Our brains weigh around 1.4kg, about the same weight as a laptop computer, but with far more processing power! And I take no pleasure in saying this, but male brains are on average around 10% larger than female brains, presumably because they are less efficient. However, studies have shown that brain size does not correlate with intelligence.

What is the brain made of? Mostly fat actually, but this fat helps to make up brain nerve cells, of which we have around 86 billion. The electrical power which these cells produce has been estimated to be around 23 watts, in other words, only enough to power a small lightbulb.

The structure of the brain is very complex. But overall, the largest part, 85%, is called the cerebrum. This is divided into two hemispheres, and each hemisphere has 4 lobes which have different functions:

frontal lobe - thinking, planning, moving

temporal lobe - memory, emotion

parietal lobe - spatial orientation

occipital lobe - vision

The two hemispheres have different roles as well, and you may not have heard about “left brain” and “right brain” qualities. In general, the left brain focuses more on language, comprehension and math skills, and the right brain focuses more on hearing, spatial skills and creative skills.

As well as the cerebrum we have the brainstem, which connects to the spinal cord and relays information between the brain and the body. Other smaller but no less important parts of the brain are the thalamus, hypothalamus, cerebellum, and the fluid-filled ventricles.

There are a couple of myths about the brain which I think would be well worth debunking.

Firstly, something I discovered the hard way, is that the brain cannot multitask. Instead, what the brain does is keep switching from one task to another and this results in more errors and it taking longer to complete tasks. The studies are clear on this - it is far more efficient to focus on one thing at a time.

Secondly, one of the biggest myths in medicine is that we only use 10% of our brain - around 65% of people believe this. In fact, brain imaging studies show that the majority of the brain is almost always active. Even when we are resting or sleeping a lot of the brain is being used. It is a mystery where this myth originates from. Most likely, it comes from Dale Carnegie’s 1936 book How to Win Friends and Influence People.

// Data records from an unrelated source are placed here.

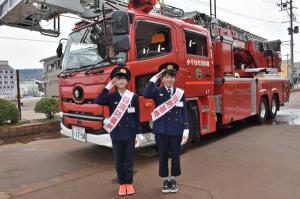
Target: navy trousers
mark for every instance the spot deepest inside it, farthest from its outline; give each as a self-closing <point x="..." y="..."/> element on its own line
<point x="168" y="146"/>
<point x="123" y="155"/>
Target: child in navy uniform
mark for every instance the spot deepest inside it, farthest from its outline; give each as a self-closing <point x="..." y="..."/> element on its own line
<point x="123" y="125"/>
<point x="170" y="124"/>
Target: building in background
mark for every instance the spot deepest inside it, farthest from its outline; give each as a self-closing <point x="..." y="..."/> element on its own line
<point x="52" y="67"/>
<point x="8" y="81"/>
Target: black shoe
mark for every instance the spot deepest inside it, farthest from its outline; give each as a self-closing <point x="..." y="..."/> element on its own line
<point x="166" y="186"/>
<point x="173" y="186"/>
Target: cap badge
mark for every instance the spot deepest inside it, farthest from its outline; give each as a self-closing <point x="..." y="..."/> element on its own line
<point x="123" y="71"/>
<point x="170" y="67"/>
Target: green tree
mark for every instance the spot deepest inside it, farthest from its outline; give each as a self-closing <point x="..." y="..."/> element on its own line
<point x="8" y="112"/>
<point x="48" y="106"/>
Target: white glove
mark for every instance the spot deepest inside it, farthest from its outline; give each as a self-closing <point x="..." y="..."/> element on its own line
<point x="185" y="136"/>
<point x="109" y="86"/>
<point x="140" y="137"/>
<point x="154" y="79"/>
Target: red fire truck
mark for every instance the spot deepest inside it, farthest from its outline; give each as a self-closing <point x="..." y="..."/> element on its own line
<point x="228" y="74"/>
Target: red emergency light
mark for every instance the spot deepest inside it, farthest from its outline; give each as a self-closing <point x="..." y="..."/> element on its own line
<point x="142" y="5"/>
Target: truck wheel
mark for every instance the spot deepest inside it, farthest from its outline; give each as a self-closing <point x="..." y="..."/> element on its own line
<point x="274" y="107"/>
<point x="263" y="110"/>
<point x="185" y="146"/>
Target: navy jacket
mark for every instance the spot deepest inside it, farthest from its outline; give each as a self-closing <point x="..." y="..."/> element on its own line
<point x="129" y="125"/>
<point x="174" y="121"/>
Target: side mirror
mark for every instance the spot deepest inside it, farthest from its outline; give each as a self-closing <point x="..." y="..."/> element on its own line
<point x="121" y="43"/>
<point x="59" y="50"/>
<point x="120" y="23"/>
<point x="120" y="30"/>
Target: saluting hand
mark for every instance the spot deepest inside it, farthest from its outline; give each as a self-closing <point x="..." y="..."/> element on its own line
<point x="159" y="75"/>
<point x="113" y="81"/>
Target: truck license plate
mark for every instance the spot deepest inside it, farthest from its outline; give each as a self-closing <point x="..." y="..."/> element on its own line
<point x="79" y="133"/>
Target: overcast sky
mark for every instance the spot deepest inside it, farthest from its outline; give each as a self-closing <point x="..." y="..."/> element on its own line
<point x="261" y="17"/>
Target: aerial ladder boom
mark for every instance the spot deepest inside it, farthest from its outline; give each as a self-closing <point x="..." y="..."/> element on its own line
<point x="28" y="14"/>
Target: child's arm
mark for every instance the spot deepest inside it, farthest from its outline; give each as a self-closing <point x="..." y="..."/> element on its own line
<point x="137" y="115"/>
<point x="186" y="130"/>
<point x="102" y="98"/>
<point x="151" y="90"/>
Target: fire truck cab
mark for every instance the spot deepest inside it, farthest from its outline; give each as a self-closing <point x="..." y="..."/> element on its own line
<point x="228" y="74"/>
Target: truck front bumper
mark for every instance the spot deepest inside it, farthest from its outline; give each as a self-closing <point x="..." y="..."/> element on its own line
<point x="105" y="140"/>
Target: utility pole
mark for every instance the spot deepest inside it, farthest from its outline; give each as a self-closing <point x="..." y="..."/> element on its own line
<point x="288" y="6"/>
<point x="292" y="41"/>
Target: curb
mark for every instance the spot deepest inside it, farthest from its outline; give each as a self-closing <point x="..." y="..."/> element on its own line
<point x="295" y="90"/>
<point x="29" y="129"/>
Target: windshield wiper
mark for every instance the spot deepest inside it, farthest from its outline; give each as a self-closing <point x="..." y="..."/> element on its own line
<point x="65" y="73"/>
<point x="100" y="64"/>
<point x="94" y="66"/>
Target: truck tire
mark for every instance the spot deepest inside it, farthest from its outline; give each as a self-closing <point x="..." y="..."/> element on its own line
<point x="274" y="107"/>
<point x="263" y="110"/>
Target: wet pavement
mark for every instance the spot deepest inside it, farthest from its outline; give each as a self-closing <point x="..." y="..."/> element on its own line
<point x="248" y="160"/>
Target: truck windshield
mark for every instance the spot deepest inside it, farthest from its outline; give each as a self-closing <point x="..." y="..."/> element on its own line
<point x="86" y="47"/>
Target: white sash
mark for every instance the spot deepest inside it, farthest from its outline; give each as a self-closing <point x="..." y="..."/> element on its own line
<point x="167" y="105"/>
<point x="119" y="111"/>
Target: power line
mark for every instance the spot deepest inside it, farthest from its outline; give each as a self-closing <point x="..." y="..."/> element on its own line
<point x="31" y="40"/>
<point x="236" y="13"/>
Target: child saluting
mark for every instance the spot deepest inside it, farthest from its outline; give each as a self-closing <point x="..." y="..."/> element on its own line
<point x="123" y="125"/>
<point x="170" y="124"/>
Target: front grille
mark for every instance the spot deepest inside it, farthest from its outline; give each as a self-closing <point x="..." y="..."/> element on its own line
<point x="86" y="101"/>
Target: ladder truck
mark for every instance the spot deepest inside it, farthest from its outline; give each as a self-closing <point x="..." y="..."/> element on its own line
<point x="228" y="74"/>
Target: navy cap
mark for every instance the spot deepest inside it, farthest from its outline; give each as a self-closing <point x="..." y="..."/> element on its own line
<point x="171" y="68"/>
<point x="121" y="71"/>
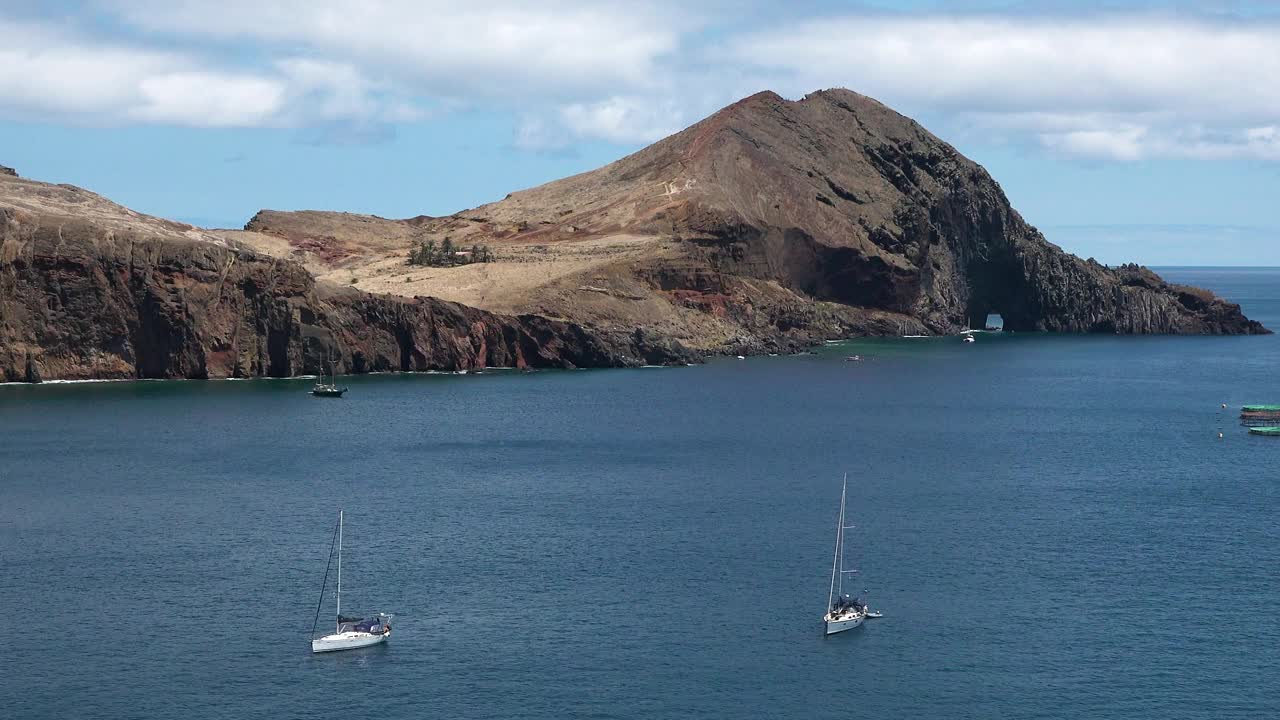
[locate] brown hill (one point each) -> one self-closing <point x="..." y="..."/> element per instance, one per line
<point x="768" y="226"/>
<point x="94" y="290"/>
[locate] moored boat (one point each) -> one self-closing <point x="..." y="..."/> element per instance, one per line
<point x="328" y="390"/>
<point x="844" y="613"/>
<point x="348" y="633"/>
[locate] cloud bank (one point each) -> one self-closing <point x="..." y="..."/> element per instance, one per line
<point x="1119" y="87"/>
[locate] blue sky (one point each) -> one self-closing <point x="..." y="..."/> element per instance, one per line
<point x="1136" y="131"/>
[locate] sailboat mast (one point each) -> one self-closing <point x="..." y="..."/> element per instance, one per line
<point x="840" y="582"/>
<point x="835" y="560"/>
<point x="338" y="619"/>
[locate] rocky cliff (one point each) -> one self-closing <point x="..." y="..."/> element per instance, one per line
<point x="92" y="290"/>
<point x="773" y="224"/>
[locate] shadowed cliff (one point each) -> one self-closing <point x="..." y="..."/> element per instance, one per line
<point x="778" y="223"/>
<point x="92" y="290"/>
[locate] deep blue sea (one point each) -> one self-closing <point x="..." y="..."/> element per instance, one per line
<point x="1050" y="524"/>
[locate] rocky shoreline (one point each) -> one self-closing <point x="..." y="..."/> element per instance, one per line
<point x="768" y="227"/>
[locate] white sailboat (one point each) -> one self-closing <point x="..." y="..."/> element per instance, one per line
<point x="844" y="613"/>
<point x="348" y="632"/>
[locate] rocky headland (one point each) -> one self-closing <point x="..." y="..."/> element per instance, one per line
<point x="768" y="227"/>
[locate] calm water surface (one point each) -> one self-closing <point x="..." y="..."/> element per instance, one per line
<point x="1050" y="524"/>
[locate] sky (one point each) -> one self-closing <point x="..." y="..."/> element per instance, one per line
<point x="1129" y="131"/>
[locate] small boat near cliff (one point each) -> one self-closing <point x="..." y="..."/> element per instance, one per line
<point x="348" y="633"/>
<point x="328" y="390"/>
<point x="844" y="613"/>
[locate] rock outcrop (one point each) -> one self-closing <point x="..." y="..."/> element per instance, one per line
<point x="91" y="290"/>
<point x="784" y="223"/>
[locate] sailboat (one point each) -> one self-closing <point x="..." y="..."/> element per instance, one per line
<point x="348" y="633"/>
<point x="844" y="613"/>
<point x="328" y="390"/>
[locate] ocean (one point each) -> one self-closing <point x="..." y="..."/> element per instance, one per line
<point x="1050" y="525"/>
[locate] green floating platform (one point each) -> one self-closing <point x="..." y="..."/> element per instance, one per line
<point x="1261" y="409"/>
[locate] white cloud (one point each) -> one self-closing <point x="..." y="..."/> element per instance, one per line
<point x="54" y="73"/>
<point x="483" y="50"/>
<point x="1119" y="87"/>
<point x="624" y="119"/>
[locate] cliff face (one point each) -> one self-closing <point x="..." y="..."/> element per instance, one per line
<point x="103" y="292"/>
<point x="769" y="226"/>
<point x="844" y="200"/>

As to what a person can do to improve or maintain brain health, this is mostly the same as for general health e.g. eating a healthy diet with lots of fruit, vegetables, antioxidants and oily fish, and exercising regularly. In addition, keeping the brain active certainly helps, with activities such as reading, sudoku and brain training exercises. And there are various nutritional supplements, including fish oil, which are thought to help as well.